This is mostly an undocumented breaking change in regards to the new auto_connect behavior:

https://bugs.erlang.org/browse/ERL-643

flowerett · 2018-06-21T10:04:53Z

Hey guys,
just checked this out with my basic phoenix app, everything works:
https://github.com/flowerett/cluster21

From the message above from @beardedeagle I can see that name is not properly configured, maybe that can be a problem?
In the dummy app I use env vars and docker-entrypoint for that, but should be fine with vm.args as well.

=====
As to the https://bugs.erlang.org/browse/ERL-643

In OTP versions prior to 21.0 the behavior was a node could "connect" to itself, in OTP 21, this results in an exception.

I assume that some strategies can try to connect to itself. In the DNSPoll strategy, node() is explicitly removed:
https://github.com/bitwalker/libcluster/blob/master/lib/strategy/dns_poll.ex#L127

starbelly · 2018-06-21T16:50:35Z

I dunno... but I'm curious... I'm wondering what's the actual use case for connecting with yourself via node_connect/1 is?
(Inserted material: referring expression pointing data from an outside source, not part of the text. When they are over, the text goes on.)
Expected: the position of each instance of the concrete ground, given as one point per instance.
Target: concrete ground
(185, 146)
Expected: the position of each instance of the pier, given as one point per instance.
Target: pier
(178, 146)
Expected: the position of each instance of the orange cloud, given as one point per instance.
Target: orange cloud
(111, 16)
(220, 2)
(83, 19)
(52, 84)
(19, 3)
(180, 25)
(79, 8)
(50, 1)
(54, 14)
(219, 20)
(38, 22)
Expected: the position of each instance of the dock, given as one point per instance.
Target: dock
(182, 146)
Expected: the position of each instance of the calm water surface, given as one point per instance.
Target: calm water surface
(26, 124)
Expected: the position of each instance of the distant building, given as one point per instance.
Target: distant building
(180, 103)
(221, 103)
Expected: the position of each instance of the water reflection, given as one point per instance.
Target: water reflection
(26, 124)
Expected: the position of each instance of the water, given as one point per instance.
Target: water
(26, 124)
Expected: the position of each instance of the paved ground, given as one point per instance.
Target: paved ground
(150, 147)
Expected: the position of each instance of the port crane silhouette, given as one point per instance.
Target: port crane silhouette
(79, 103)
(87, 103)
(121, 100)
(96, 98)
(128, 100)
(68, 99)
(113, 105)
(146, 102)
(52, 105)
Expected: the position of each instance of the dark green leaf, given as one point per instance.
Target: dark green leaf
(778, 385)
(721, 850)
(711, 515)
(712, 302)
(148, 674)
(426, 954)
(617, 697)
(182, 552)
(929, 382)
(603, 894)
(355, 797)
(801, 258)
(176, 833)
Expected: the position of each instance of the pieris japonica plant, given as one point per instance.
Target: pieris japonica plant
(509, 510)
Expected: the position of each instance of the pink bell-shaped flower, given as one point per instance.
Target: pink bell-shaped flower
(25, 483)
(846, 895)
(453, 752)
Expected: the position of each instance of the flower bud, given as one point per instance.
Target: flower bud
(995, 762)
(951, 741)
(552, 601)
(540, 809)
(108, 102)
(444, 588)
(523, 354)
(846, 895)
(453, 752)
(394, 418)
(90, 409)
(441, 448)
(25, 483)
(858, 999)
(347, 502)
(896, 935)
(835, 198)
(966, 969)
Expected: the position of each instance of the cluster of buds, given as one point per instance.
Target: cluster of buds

bitwalker · 2018-06-21T18:59:39Z

Ah, good catch on the self-connect thing. @starbelly this is usually unintentional, but results from sharing a config with a list of nodes which all need to connect to each other; if you don't explicitly remove Node.self from the list, then you will attempt to self-connect, which I guess prior to 21 was just ignored, but now is an error. We can fix this in libcluster.

See #70

bitwalker · 2018-06-21T19:07:10Z

I've pushed a change which will prevent libcluster from ever connecting/disconnecting the current node, so hopefully that addresses the exception being raised in OTP 21. There is still the issue of Swarm needing an update to allow starting in your own supervision tree the same way libcluster does, but that's more an issue for Swarm than libcluster.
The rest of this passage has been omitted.